Magistrado ponente: Eugenio Fernández Carlier

Radicación N° 105898 Tutela de primera instancia Pedro Julio Rueda Ríos EUGENIO FERNÁNDEZ CARLIER Magistrado ponente STP10251 - 2019 Radicación n.° 105898 Acta n° 184 Bogotá, D. C., treinta (30) de julio de dos mil diecinueve (2019). VISTOS Decide la Sala la acción de tutela promovida por PEDRO JULIO RUEDA RÍOS contra el Tribunal Superior del Distrito Judicial de Cundinamarca, Sala de Decisión Penal, y el Juzgado Penal del Circuito de Fusagasugá. Al trámite fueron vinculados los Juzgados 1º Penal Municipal con Funciones de Control de Garantías y 1º Penal del Circuito con Funciones de Conocimiento de Facatativá, y las partes e intervinientes en los procesos penales adelantados en contra del actor bajo los radicados 25290-61-00-000-20119-00001-01 y 25290-61-00-000-2018-00023.

ANTECEDENTES Y FUNDAMENTOS DE LA ACCIÓN 1. El 27 de marzo del año en curso, el Juzgado Penal del Circuito de Fusagasugá negó la solicitud de conexidad de los procesos penales con radicación 25290-61-00-000-20119-00001-01 y 25290-61-00-000-2018-00023 adelantados en contra del actor.

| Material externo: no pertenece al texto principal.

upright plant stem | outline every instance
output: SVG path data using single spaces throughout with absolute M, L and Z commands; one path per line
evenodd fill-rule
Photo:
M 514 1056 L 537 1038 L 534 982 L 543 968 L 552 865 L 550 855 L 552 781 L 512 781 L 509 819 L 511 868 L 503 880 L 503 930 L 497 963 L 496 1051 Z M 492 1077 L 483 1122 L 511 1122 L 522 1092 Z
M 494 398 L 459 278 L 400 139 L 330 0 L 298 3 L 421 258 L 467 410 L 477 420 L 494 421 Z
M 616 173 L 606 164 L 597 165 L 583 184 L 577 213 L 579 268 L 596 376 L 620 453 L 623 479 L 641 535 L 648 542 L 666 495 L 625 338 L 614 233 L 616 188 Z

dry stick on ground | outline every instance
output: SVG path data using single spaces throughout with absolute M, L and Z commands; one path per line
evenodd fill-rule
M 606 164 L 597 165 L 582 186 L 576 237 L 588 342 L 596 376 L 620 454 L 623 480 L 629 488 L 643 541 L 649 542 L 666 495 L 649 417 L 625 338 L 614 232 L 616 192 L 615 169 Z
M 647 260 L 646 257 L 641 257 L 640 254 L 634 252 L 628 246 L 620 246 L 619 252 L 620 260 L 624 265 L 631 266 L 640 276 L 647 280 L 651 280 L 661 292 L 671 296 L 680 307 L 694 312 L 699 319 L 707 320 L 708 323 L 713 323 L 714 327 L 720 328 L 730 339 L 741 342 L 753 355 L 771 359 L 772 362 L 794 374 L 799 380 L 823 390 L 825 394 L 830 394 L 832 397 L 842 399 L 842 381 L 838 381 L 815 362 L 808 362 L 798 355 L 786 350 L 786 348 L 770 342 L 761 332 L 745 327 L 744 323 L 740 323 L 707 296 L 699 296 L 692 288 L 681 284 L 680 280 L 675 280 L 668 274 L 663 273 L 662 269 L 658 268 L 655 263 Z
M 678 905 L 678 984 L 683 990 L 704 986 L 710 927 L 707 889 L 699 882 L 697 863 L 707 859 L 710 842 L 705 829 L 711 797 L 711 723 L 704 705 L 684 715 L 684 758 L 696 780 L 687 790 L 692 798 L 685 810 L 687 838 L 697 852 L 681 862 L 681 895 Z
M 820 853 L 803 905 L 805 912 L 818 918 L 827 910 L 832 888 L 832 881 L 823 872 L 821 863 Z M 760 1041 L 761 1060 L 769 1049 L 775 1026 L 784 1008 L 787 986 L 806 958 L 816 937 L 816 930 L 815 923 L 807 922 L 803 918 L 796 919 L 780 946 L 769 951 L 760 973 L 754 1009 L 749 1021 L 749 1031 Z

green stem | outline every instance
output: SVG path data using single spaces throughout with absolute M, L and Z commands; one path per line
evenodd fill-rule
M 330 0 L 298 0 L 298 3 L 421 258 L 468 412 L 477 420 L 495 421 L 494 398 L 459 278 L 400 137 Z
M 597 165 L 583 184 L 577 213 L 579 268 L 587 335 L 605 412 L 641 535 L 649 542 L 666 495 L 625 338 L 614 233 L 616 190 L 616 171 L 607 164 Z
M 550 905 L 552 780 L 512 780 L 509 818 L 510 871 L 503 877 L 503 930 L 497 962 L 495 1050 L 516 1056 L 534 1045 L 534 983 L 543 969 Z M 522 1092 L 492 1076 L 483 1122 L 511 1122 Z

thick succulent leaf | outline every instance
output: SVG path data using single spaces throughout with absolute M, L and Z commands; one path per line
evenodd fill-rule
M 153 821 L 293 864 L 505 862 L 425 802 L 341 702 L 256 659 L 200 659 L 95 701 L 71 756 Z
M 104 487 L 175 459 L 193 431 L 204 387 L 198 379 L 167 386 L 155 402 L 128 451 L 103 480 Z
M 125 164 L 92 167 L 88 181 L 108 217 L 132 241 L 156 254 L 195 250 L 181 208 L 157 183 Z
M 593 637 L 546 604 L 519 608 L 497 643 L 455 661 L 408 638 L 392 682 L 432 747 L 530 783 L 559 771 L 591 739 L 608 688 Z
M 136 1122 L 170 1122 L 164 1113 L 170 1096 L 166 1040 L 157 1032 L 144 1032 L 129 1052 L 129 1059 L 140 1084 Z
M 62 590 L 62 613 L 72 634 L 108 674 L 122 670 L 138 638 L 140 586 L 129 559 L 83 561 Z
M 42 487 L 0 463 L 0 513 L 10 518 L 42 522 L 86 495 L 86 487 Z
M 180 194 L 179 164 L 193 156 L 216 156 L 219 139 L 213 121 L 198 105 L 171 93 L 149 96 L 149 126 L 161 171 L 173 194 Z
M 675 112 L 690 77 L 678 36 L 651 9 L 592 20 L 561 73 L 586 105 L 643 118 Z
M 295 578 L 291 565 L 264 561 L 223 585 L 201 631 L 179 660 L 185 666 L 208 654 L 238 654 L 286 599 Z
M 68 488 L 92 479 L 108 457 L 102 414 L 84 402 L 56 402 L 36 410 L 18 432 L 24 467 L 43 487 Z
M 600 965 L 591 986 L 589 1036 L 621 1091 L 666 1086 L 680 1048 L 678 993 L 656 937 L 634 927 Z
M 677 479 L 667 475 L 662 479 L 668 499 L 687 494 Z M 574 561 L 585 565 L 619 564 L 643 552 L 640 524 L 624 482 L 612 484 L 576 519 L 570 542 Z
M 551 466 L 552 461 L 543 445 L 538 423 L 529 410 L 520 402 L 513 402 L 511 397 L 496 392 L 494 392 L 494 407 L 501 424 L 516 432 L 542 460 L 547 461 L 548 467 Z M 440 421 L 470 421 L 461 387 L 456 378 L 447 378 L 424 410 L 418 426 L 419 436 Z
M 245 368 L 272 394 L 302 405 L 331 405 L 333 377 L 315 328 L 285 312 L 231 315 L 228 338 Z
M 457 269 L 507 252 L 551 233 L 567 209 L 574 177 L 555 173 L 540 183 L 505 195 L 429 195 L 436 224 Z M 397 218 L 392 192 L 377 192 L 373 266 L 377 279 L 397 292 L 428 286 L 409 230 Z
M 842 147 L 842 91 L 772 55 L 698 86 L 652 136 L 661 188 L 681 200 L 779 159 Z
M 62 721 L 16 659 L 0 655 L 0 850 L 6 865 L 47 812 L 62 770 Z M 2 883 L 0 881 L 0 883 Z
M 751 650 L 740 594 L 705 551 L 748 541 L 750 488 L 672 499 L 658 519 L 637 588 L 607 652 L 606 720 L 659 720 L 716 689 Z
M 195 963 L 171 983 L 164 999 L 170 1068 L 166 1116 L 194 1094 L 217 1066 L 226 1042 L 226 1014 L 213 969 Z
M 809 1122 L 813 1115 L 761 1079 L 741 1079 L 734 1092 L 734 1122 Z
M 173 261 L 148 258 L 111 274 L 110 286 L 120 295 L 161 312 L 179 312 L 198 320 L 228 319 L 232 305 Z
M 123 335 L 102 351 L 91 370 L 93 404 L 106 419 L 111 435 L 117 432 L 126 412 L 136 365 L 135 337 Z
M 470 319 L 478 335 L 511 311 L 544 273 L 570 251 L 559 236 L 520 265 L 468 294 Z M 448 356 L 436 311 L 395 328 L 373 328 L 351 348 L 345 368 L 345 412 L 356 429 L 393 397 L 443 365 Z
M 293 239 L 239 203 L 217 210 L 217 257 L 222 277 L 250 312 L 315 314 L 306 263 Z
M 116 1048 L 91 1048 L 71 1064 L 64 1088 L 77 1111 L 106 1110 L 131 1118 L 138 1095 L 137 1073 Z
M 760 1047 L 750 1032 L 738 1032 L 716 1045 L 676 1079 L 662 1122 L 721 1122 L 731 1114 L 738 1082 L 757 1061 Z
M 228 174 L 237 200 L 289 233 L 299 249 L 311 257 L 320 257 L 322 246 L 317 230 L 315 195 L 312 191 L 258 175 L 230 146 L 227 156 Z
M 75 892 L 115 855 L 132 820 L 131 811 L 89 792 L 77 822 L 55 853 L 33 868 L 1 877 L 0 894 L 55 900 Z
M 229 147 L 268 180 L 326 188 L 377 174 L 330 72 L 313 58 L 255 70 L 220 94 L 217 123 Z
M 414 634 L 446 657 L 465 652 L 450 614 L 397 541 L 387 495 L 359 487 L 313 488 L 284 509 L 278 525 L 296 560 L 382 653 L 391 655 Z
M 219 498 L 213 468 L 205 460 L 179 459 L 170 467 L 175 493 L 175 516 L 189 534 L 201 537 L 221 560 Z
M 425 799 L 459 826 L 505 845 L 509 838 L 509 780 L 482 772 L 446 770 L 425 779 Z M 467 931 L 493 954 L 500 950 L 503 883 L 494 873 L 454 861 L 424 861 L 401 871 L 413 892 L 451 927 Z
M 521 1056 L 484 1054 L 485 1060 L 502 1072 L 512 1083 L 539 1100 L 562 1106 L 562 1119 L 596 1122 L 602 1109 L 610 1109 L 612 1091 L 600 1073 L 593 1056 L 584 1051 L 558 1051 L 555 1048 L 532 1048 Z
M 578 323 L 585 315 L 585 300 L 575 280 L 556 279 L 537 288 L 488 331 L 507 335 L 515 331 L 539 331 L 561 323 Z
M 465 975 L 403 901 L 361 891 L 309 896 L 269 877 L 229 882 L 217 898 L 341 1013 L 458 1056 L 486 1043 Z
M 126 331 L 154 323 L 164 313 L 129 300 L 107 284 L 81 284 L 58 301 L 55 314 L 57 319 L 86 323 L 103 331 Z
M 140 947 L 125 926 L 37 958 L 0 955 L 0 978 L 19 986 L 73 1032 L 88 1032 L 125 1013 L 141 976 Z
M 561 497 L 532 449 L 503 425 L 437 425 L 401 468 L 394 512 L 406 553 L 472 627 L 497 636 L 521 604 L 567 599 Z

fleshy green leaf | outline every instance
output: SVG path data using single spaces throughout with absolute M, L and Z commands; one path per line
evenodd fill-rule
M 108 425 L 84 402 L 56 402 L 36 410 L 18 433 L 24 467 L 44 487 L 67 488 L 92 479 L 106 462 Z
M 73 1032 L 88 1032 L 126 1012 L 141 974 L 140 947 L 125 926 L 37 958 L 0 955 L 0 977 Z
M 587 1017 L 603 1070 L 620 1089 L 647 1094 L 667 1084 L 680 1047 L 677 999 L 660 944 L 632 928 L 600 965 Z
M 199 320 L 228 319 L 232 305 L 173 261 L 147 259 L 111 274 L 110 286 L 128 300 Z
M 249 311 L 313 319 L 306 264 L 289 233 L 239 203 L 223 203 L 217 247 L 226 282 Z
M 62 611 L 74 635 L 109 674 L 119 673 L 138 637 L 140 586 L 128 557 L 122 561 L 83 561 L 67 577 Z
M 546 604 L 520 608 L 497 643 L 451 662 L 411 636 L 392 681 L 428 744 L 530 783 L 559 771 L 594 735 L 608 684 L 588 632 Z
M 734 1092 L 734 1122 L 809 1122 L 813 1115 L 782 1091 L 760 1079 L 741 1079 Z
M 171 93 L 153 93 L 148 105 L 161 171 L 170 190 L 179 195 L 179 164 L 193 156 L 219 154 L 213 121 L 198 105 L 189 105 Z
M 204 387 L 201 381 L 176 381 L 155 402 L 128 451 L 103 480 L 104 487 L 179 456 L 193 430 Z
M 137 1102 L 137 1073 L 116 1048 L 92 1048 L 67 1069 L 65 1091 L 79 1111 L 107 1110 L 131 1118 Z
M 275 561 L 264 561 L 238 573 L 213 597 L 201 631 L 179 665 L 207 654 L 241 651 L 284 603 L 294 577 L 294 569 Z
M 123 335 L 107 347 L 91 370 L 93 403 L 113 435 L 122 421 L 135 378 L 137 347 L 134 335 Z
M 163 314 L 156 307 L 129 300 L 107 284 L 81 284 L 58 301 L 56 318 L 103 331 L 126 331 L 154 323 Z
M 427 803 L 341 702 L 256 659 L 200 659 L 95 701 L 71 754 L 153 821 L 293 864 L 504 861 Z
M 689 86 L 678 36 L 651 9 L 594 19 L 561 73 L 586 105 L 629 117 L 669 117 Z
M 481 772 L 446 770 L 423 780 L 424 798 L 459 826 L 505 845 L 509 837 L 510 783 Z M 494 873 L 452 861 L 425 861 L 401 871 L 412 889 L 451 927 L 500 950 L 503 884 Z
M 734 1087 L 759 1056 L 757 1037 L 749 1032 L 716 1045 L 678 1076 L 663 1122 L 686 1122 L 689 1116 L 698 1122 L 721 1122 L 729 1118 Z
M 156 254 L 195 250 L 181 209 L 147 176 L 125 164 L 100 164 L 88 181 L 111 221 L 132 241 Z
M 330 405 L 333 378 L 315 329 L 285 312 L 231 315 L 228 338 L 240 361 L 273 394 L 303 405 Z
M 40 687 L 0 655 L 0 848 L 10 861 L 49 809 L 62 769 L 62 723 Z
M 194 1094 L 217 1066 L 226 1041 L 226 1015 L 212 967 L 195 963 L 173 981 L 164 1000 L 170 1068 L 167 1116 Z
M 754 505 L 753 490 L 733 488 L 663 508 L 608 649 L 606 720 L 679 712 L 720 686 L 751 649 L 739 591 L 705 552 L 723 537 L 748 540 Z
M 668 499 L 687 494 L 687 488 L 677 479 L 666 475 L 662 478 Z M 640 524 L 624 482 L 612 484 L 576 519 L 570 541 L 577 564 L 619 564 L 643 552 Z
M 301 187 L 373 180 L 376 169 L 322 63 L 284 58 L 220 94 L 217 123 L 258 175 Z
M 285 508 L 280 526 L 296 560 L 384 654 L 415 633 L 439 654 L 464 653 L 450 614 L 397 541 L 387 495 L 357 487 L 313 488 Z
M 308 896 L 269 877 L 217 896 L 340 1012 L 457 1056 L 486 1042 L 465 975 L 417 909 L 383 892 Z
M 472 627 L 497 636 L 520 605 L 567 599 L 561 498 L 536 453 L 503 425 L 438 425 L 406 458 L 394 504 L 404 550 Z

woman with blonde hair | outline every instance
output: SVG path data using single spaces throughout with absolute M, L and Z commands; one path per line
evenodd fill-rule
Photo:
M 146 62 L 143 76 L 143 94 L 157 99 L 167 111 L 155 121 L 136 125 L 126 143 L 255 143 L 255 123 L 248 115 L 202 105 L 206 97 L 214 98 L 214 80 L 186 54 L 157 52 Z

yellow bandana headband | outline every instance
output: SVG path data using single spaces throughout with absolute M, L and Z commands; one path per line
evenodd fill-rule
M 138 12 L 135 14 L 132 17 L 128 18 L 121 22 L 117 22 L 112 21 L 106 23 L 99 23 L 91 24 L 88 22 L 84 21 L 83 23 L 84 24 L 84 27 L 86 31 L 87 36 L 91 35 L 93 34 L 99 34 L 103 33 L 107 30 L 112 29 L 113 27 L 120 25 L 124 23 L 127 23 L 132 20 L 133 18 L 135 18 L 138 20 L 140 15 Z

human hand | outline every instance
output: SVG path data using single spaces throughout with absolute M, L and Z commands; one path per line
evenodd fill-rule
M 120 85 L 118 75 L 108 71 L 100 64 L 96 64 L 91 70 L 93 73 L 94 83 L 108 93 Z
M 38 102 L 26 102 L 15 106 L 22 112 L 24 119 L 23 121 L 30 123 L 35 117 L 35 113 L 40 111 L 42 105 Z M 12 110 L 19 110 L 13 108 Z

Decisión confirmada por el Tribunal Superior de Cundinamarca, Sala de Decisión Penal, el 8 de mayo del mismo año, con lectura el 22 siguiente. 2.

Providencias respecto de las cuales el actor disiente al considerar que se apartaron de la jurisprudencia emitida por esta Corte frente al tema de la conexidad, reiterando que los delitos se realizaron con unidad de tiempo y lugar, al distar 9 meses entre su ocurrencia, acaeciendo unos en el municipio de Chinauta y otros en Fusagasugá. Además, en ambas investigaciones le fueron imputados los mismos hechos.

Sumado a ello, la evidencia aportada en una de las investigaciones puede influir en la otra, siendo el mismo Tribunal quien confirmó que existe unidad probatoria, representada en el informe policial en el cual se registraron las llamadas telefónicas, arrojando datos sobre las conductas cometidas en ambas investigaciones. Adicionalmente, no se hizo ningún comentario respecto a la homogeneidad en el modo de actuar de los autores o partícipes, aspecto fundamental para determinar la conexidad.

En sustento de la pretensión, trajo a colación el proveído AP 4446-2016 (Rad. 48376) proferido por la Sala de Casación Penal, aduciendo que en el mismo se aceptó una conexidad y se dedujo la existencia de unidad de prueba, no obstante que los informes médicos se relacionaban con distintas enfermedades. En cuanto a la unidad de tiempo y lugar, se reconoció que se trataba de una banda que delinquió durante varios años, significando lo anterior que entre el primero y el último hecho transcurrió un significativo lapso de tiempo.

Además, las conductas se cometieron en ciudades distantes (Bogotá, Medellín y Neiva), lo que sin embargo no fue reparo para que se admitiera la petición. El único requisito que no concurre en su caso es que la solicitud fue elevada en la verificación de allanamiento a cargos y no en la audiencia preparatoria, situación que, en su sentir, no enerva la procedencia del pedimento, máxime cuando con su aceptación le evitó un desgaste a la justicia. Por lo anterior, solicitó que se le ampararan sus derechos constitucionales y, como consecuencia de ello, se admitiera la pretensión. TRÁMITE DE LA ACCIÓN Avocado por esta Sala el conocimiento de la presente acción, se dispuso lo pertinente para la debida integración del contradictorio y el cumplimiento del principio de publicidad. 1.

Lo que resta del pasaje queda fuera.